In 1943, the Internal Revenue Service ruled that employer-based healthcare should be tax free — and we were off to the races. The percentage of the population in the US covered by employer-led plans rose from 9 per cent in the 1940s, to 70 per cent by the 1960s, according to economic historian Melissa Thomasson. It hovers around two-thirds today.
Yet tax advantages do not offset the fact that healthcare benefits are now the second or third-highest compensation costs for American employers, right after salaries, according to consultancy Mercer. Statistics from the OECD, the Paris-based club of mostly rich nations, show that healthcare in the US is the most expensive in the world by about 5 percentage points of gross domestic product (France is next, with much better outcomes). Which leaves me wondering why US multinationals are not agitating for nationalised healthcare?

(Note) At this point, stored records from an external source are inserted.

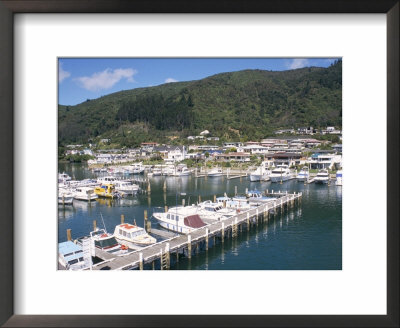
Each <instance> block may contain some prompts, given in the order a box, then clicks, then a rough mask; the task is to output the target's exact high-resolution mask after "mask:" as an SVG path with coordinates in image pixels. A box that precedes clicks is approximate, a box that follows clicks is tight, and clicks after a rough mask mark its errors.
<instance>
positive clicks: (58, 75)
mask: <svg viewBox="0 0 400 328" xmlns="http://www.w3.org/2000/svg"><path fill="white" fill-rule="evenodd" d="M70 76H71V73H70V72H67V71H64V70H63V68H62V63H59V65H58V82H59V83H61V82H62V81H64V80H65V79H66V78H67V77H70Z"/></svg>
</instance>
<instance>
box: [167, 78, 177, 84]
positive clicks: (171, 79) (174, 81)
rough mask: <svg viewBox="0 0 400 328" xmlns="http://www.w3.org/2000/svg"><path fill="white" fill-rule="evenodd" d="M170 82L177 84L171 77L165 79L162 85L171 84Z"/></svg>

It is a question well worth understanding for both economic and political reasons — the current bipartisan squabbles over the Republicans’ efforts to roll back Barack Obama’s Affordable Care Act threaten to derail President Donald Trump’s larger agenda (like it or not), just as it did his predecessor’s. Neither Obamacare nor the Republican plan really addresses the fundamental problem, which is that America has a healthcare market that is not anywhere close to what Adam Smith would have considered functional. It has almost no price transparency (you don’t get a bill until weeks or months after you’ve made treatment choices), is controlled by vested interests (doctors, pharmaceutical and insurance companies) who exert monopoly power against the businesses and consumers they are supposed to service, and is highly fragmented and inefficient.
All this contributes to the fact that the economic implications of rising health costs on not just individuals, but American business itself, have been poorly understood. In the 1950s, healthcare made up only 7 per cent of total worker compensation; today, it’s 20 per cent. Given that, it is no surprise that as healthcare costs in the US have gone up, wages have stagnated.

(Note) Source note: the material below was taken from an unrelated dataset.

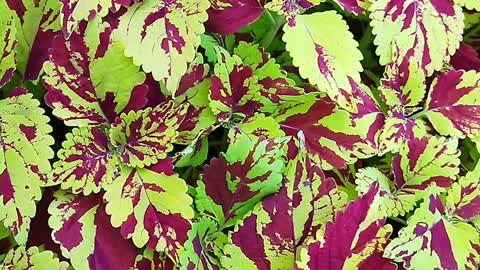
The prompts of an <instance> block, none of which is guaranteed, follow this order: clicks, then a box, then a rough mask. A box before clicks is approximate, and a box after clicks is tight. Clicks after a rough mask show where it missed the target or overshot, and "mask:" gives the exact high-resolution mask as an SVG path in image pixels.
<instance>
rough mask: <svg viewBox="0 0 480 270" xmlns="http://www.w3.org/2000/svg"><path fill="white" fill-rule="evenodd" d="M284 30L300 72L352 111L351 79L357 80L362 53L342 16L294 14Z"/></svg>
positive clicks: (342, 106)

According to the Kaiser Family Foundation, employer costs for family health coverage went from $4,200 in 1999 to $12,600 in 2015. Wages were, of course, relatively flat during this period, and inequality grew rapidly. This happened for many reasons, but healthcare is one that doesn’t get nearly enough attention. Since it is part of overall compensation, basic economics tells us that as healthcare prices go up, wages will go down, and inequality will rise, especially since healthcare costs are a much lower percentage of a top earner’s salary than a lower income worker’s.
If you believe, as I do, that flat wages are a big part of the story of lower economic trend growth in the US, this is troubling — not just for individual citizens but for businesses that have to worry about both the absolute costs they are shouldering, as well as the consumption and growth-dampening effect of offloading an increasing amount of those costs to individuals who are less and less able to cope with them. This is a point illustrated not only by projections from the non-partisan Congressional Budget Office that the new Republican plan would leave 24m more Americans without insurance, but by the fact that many more people have been opting for cheaper but very high deductible plans over the past few years.
People who have to pay a lot more for basic middle-class privileges like healthcare are indeed going to buy fewer iPhones, upending Republican representative Jason Chaffetz’s flippant comment about supposedly inappropriate spending decisions by US families. They are also more likely to end up on public assistance, something that worries both liberals and conservatives.
“If people don’t have adequate access to health insurance, there’s a good possibility they are going to fall down the economic ladder,” says James C Capretta, who holds the Milton Friedman chair at the American Enterprise Institute. “The system would work a lot better if all of us could put pressure on doctors and insurance companies to provide more transparency.”
Indeed, the private sector is beginning to do just that. It is not the Trump administration but companies themselves that are disrupting the healthcare status quo. A crop of start-ups that aim to create more data transparency around things like hospital pricing and outcomes have sprung up in Silicon Valley. According to a survey by Mercer, 29 per cent of big businesses are now using price comparison software, up from 15 per cent two years ago.
A group of 20 large employers came together recently to create the Health Transformation Alliance, to use the purchasing power represented by their 4m employees (more than many US states) to negotiate better deals with insurers and drug companies. It is not socialised medicine, which is still an ideological leap too far for US business. But it is a welcome disruption of the most dysfunctional market in America.